Moth was already waiting, with many others. As Hye crossed the outer threshold of the solar system, he witnessed something that defied standard galactic logic. A thick, titanic layer of jagged rocks and planetary debris floated in the void, forming a perfect, spherical shell that completely engulfed the inner solar system.
"That’s new," Hye muttered in amusement. He had seen fortress worlds and different worlds before, but this was the first time he had encountered a naturally occurring—or perfectly mimicked—defensive shell of this scale.

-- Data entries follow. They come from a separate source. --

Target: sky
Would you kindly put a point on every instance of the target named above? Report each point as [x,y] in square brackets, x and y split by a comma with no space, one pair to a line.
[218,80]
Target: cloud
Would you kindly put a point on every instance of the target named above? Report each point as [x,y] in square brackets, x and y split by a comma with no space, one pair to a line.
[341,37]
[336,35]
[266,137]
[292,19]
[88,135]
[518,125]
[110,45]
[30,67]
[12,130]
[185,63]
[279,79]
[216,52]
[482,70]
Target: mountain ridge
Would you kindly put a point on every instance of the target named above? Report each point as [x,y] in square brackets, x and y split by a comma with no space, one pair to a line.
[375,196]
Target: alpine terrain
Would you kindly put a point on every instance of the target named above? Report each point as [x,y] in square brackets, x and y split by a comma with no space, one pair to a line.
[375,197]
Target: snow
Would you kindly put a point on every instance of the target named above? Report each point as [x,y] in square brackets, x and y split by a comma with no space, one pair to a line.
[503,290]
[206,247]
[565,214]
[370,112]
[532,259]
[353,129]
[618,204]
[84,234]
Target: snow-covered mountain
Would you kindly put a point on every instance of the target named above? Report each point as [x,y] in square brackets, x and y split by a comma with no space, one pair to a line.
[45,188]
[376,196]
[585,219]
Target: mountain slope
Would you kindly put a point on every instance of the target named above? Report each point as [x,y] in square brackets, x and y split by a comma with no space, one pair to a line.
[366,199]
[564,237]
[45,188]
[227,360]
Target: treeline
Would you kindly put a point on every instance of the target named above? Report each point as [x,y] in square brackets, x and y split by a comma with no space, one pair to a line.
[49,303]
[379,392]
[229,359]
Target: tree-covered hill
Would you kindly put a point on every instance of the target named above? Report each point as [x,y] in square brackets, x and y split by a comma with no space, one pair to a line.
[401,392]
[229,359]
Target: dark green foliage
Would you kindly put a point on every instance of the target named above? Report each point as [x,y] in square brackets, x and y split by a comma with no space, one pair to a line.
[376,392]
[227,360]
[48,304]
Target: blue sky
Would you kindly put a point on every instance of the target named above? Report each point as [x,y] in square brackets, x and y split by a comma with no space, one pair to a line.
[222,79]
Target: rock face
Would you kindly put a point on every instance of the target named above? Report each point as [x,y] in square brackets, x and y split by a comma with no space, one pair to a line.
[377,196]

"The weirdest part is my radar didn’t catch a glimpse of any of this from the outside. All the sensors showed was emptiness and a single, lonely star. This is some high-level masking."
[Follow my instructions to the letter, or else the layers of defensive measures will be triggered. They are tight, and they are deadly,] Moth sent back. It wasn’t a suggestion; it was a dire warning.
Just as the message arrived, several ships shimmered into existence on Hye’s proximity sensors. They came from different vectors, boxing him in, their hulls dark and menacing as they closed the distance.